IEEE Trans Neural Netw Learn Syst. 2012 Nov;23(11):1793-804. doi: 10.1109/TNNLS.2012.2215337.
Predicting new links in a network is a problem of interest in many application domains. Most of the prediction methods utilize information on the network's entities, such as nodes, to build a model of links. Network structures are usually not used except for networks with similarity or relatedness semantics. In this paper, we use network structures for link prediction with a more general network type with latent feature models. The problem with these models is the computational cost to train the models directly for large data. We propose a method to solve this problem using kernels and cast the link prediction problem into a binary classification problem. The key idea is not to infer latent features explicitly, but to represent these features implicitly in the kernels, making the method scalable to large networks. In contrast to the other methods for latent feature models, our method inherits all the advantages of the kernel framework: optimality, efficiency, and nonlinearity. On sparse graphs, we show that our proposed kernels are close enough to the ideal kernels defined directly on latent features. We apply our method to real data of protein-protein interaction and gene regulatory networks to show the merits of our method.

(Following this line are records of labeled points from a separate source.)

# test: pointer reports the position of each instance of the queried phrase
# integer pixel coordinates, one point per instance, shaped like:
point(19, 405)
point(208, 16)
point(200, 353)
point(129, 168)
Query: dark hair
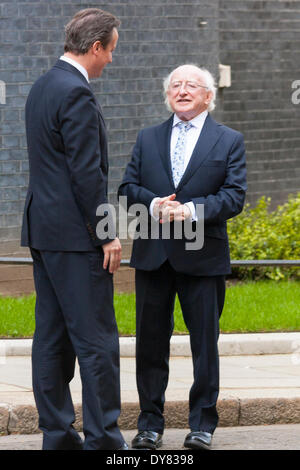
point(88, 26)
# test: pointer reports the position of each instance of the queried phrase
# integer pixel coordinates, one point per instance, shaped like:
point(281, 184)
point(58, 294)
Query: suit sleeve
point(131, 184)
point(79, 121)
point(229, 200)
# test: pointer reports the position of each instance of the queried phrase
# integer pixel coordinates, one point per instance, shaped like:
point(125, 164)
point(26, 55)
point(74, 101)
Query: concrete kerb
point(229, 345)
point(233, 411)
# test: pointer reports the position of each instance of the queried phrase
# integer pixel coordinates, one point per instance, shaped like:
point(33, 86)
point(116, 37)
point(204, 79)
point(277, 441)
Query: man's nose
point(182, 90)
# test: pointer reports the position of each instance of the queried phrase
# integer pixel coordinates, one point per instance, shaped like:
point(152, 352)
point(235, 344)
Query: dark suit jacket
point(215, 177)
point(67, 150)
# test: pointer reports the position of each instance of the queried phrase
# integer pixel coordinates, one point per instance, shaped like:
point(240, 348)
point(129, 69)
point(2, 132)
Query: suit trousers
point(75, 318)
point(201, 299)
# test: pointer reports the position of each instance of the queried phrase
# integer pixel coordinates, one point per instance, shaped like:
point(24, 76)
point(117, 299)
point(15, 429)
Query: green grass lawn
point(249, 307)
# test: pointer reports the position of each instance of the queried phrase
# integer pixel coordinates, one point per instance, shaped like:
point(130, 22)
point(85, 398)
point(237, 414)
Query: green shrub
point(259, 233)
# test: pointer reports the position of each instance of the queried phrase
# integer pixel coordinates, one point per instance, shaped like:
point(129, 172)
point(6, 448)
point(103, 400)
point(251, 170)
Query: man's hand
point(163, 203)
point(177, 213)
point(112, 255)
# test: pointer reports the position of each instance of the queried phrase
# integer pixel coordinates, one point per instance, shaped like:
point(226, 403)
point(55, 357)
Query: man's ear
point(97, 46)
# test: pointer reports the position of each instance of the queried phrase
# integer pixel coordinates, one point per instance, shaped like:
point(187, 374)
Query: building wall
point(155, 37)
point(261, 42)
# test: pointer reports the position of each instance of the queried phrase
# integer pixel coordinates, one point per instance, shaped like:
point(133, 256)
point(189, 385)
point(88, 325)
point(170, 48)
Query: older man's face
point(187, 93)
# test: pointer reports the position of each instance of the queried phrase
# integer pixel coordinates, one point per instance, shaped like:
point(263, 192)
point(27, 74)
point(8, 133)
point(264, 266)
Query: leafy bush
point(259, 233)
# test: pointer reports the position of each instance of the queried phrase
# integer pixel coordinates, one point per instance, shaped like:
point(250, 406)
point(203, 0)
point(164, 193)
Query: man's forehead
point(186, 73)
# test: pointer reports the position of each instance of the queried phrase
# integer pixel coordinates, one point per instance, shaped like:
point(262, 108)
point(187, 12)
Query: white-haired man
point(187, 162)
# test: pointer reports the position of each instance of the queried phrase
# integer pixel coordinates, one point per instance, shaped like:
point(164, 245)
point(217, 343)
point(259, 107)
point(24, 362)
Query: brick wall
point(261, 41)
point(155, 37)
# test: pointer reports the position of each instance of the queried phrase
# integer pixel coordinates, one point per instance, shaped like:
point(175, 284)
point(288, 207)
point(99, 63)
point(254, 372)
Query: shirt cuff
point(152, 206)
point(191, 206)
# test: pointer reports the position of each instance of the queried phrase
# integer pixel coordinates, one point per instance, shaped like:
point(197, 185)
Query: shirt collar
point(76, 65)
point(196, 121)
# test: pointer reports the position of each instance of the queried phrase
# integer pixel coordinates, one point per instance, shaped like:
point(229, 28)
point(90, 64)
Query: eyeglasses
point(189, 86)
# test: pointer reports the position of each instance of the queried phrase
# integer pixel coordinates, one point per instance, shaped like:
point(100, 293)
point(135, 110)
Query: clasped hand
point(169, 210)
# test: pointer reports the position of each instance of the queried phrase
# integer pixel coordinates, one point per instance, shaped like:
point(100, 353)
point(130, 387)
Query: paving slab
point(254, 390)
point(229, 345)
point(273, 437)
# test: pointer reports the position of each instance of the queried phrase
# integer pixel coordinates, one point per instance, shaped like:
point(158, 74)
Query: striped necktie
point(177, 159)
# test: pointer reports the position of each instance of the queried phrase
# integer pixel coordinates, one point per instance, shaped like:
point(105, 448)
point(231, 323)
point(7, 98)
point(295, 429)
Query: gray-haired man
point(188, 160)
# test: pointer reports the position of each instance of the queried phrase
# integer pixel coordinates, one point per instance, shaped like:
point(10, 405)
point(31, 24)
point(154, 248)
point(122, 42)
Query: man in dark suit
point(73, 267)
point(187, 162)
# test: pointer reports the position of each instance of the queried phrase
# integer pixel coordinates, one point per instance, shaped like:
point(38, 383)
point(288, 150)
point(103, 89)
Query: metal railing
point(234, 263)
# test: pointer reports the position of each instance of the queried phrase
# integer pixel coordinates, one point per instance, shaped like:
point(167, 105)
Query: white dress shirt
point(191, 139)
point(76, 65)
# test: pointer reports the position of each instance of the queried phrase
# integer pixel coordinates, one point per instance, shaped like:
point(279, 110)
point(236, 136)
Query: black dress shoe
point(147, 440)
point(198, 440)
point(124, 446)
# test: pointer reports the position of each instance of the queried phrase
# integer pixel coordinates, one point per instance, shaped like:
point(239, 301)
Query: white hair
point(208, 80)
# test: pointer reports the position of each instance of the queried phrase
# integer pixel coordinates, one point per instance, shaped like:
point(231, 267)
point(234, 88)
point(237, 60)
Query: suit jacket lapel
point(102, 128)
point(163, 138)
point(210, 134)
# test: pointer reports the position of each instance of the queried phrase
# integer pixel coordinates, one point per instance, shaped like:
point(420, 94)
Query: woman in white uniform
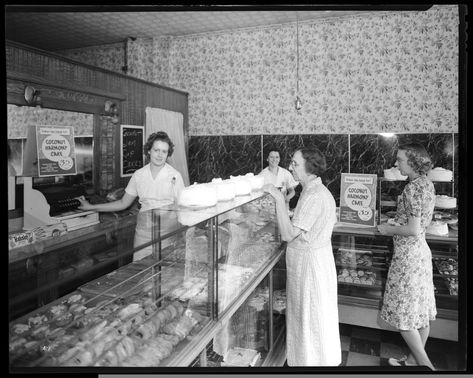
point(156, 184)
point(278, 176)
point(312, 333)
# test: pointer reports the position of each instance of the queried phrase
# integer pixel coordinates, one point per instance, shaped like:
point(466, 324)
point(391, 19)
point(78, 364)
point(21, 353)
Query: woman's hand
point(385, 228)
point(275, 193)
point(84, 204)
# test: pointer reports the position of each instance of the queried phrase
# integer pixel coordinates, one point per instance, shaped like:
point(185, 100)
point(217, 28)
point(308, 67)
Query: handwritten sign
point(131, 149)
point(358, 199)
point(56, 150)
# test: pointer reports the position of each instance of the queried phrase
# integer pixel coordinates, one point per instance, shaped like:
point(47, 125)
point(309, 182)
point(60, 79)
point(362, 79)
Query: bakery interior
point(355, 82)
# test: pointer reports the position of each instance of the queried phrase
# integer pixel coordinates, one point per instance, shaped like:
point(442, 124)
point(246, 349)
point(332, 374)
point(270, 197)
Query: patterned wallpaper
point(20, 117)
point(391, 71)
point(110, 57)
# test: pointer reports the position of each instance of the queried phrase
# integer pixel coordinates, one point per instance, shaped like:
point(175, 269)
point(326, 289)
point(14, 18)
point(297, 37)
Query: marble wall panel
point(222, 156)
point(333, 146)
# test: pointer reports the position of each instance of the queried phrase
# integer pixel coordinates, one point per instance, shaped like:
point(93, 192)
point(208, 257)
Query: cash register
point(54, 203)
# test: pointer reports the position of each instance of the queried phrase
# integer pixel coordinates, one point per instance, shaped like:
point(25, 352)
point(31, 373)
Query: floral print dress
point(409, 301)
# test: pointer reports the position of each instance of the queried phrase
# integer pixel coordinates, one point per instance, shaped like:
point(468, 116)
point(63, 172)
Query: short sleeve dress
point(409, 300)
point(312, 333)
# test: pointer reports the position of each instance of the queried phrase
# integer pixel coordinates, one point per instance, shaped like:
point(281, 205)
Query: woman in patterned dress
point(312, 333)
point(409, 301)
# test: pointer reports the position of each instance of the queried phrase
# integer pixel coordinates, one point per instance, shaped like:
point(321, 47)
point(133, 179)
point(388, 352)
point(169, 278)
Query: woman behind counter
point(312, 333)
point(409, 299)
point(278, 176)
point(156, 184)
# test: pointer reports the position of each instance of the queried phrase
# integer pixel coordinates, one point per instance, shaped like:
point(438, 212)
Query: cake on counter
point(393, 174)
point(440, 174)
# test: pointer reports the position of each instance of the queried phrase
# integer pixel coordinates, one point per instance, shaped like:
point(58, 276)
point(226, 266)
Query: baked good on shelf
point(198, 196)
point(437, 228)
point(256, 182)
point(393, 174)
point(242, 186)
point(440, 174)
point(226, 190)
point(445, 202)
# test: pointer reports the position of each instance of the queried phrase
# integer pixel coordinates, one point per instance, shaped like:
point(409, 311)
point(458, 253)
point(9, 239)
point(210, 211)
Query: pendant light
point(298, 102)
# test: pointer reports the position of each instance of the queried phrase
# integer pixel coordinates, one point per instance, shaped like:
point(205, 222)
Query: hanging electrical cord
point(298, 102)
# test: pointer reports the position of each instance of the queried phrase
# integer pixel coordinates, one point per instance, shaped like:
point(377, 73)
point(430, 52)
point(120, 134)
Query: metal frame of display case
point(183, 356)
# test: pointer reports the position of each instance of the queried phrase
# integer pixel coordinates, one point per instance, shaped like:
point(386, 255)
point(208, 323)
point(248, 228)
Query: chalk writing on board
point(131, 149)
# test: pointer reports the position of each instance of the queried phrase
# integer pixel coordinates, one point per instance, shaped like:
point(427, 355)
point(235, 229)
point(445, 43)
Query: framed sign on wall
point(131, 149)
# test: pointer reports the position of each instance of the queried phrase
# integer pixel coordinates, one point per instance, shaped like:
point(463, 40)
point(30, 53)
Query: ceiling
point(71, 27)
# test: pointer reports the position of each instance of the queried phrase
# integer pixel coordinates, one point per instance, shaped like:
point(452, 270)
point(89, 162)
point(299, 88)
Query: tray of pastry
point(77, 331)
point(447, 267)
point(358, 277)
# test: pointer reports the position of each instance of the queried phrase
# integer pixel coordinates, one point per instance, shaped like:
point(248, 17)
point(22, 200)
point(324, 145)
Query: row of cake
point(208, 194)
point(435, 174)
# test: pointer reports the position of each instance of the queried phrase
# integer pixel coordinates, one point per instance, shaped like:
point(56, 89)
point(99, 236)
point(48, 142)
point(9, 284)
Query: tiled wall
point(217, 156)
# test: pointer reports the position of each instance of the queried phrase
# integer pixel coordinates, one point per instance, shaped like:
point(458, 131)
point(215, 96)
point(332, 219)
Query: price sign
point(56, 150)
point(131, 149)
point(358, 199)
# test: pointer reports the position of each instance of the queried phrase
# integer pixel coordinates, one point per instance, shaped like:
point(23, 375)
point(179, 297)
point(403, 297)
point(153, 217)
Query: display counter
point(202, 294)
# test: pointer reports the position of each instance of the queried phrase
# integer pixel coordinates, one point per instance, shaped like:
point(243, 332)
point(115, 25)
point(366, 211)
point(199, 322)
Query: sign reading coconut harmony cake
point(56, 150)
point(358, 199)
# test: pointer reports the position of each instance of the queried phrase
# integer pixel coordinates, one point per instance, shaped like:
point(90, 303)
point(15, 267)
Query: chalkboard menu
point(131, 149)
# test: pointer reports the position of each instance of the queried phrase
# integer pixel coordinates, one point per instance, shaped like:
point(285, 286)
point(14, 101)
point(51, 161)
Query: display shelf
point(182, 252)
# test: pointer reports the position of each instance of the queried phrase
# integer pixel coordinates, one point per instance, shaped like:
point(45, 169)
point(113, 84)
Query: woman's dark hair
point(417, 157)
point(162, 136)
point(272, 149)
point(314, 161)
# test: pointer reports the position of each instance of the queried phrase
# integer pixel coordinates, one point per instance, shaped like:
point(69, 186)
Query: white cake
point(256, 182)
point(437, 228)
point(393, 174)
point(445, 202)
point(440, 174)
point(226, 190)
point(198, 195)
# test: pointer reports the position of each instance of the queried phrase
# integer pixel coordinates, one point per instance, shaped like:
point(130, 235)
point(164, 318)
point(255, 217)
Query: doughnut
point(84, 358)
point(20, 328)
point(129, 345)
point(111, 358)
point(40, 332)
point(57, 332)
point(167, 314)
point(93, 331)
point(150, 309)
point(131, 309)
point(156, 322)
point(37, 320)
point(161, 316)
point(68, 354)
point(179, 307)
point(64, 319)
point(16, 342)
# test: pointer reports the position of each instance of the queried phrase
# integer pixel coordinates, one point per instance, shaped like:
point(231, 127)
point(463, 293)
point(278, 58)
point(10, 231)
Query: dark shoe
point(399, 362)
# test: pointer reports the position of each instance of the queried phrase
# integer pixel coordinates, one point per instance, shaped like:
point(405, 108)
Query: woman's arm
point(412, 228)
point(290, 193)
point(117, 205)
point(286, 228)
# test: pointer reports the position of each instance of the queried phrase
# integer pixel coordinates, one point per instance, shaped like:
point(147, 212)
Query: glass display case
point(198, 277)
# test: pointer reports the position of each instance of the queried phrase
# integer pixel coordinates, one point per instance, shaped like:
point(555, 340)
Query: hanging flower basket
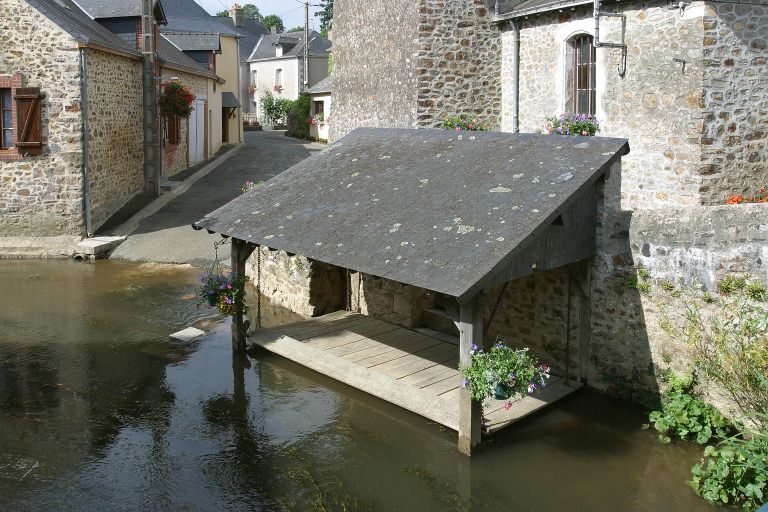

预测网络中的新链接是许多应用领域感兴趣的问题。大多数预测方法都利用网络实体(如节点)的信息来构建链接模型。除非网络具有相似性或相关性语义,否则通常不会使用网络结构。在本文中,我们使用具有潜在特征模型的更通用网络类型来进行链接预测。这些模型的问题在于直接对大型数据进行模型训练的计算成本。我们提出了一种使用核函数的方法来解决这个问题,并将链接预测问题转化为二分类问题。关键思想不是显式推断潜在特征,而是在核函数中隐式表示这些特征,从而使该方法能够扩展到大型网络。与潜在特征模型的其他方法相比,我们的方法继承了核函数框架的所有优点:最优性、效率和非线性。在稀疏图上,我们表明我们提出的核函数与直接在潜在特征上定义的理想核函数足够接近。我们将我们的方法应用于蛋白质-蛋白质相互作用和基因调控网络的真实数据,以展示我们方法的优点。